Release of a New Report on the application of advanced data analysis and machine learning in southern British Columbia, Canada
A recently completed application of advanced data analyses and machine learning to stream sediment geochemical data from British Columbia, Canada demonstrates the ability of random forests to generate predictive mineral exploration maps using regional stream sediment data. See Grunsky, E.C. & Arne, D., 2020 Mineral-Resource Prediction Using Advanced Data Analytics and Machine Learning of the QUEST-South Stream-sediment Geochemical Data, Southwestern British Columbia (Parts of NTS 082, 092) for a copy of the report and associated data files.
Summary
In this study we apply multivariate statistical and predictive classification methods, to interpret geochemical data from 8545 stream-sediment samples collected in southern British Columbia, Canada. Data for 35 elements were levelled for laboratory bias and adjusted for values reported below the lower limit of detection. Each sample site was attributed with the closest British Columbia MINFILE occurrence within 2.5 km. MINFILE occurrences were grouped into “GroupModels” based on similarities between the British Columbia Geological Survey mineral deposit models and geochemical signatures. These data were used to create a training data set of 474 observations, including 100 samples not attributed with a MINFILE occurrence.
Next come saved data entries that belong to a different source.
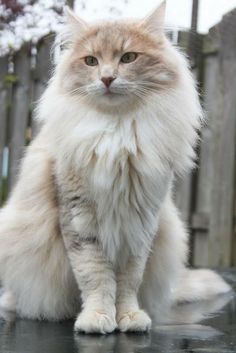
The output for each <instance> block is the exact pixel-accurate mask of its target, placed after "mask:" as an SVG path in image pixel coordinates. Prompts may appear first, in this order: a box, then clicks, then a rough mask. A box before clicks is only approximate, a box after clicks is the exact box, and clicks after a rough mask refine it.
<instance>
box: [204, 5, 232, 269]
mask: <svg viewBox="0 0 236 353" xmlns="http://www.w3.org/2000/svg"><path fill="white" fill-rule="evenodd" d="M229 29H230V31H229ZM219 34H220V46H219V47H220V48H219V54H220V55H219V61H220V67H219V73H218V75H217V76H218V77H219V80H220V82H219V84H220V87H221V90H220V92H219V96H218V97H216V100H215V104H216V105H217V106H218V112H216V121H215V124H214V154H213V163H214V177H213V180H212V206H211V218H210V232H209V264H210V265H212V266H230V265H231V263H232V262H231V261H232V257H231V255H232V234H233V203H234V176H235V175H234V172H235V148H236V142H235V140H236V139H235V137H236V80H235V77H236V46H235V43H236V10H235V11H232V13H230V14H229V15H228V16H225V17H224V18H223V21H222V22H221V24H220V25H219Z"/></svg>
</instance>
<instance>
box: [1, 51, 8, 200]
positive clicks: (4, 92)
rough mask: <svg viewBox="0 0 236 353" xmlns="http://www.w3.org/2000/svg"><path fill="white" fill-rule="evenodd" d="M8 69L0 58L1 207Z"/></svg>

The training set was used to generate predictions for the mineral deposit models from which posterior probabilities were estimated for the remaining 8071 samples. The data underwent a log-centred transform and then characterization using either principal component analysis (PCA) or t-distributed stochastic neighbour embedding using 9 dimensions (t-SNE) prior to classification by random forests. The posterior probabilities generated from the t-SNE metric provide a slightly higher level of prediction accuracy compared to the posterior probabilities obtained using the PCA metric. The results are comparable to those obtained using a conventional catchment analysis approach and expert-driven model.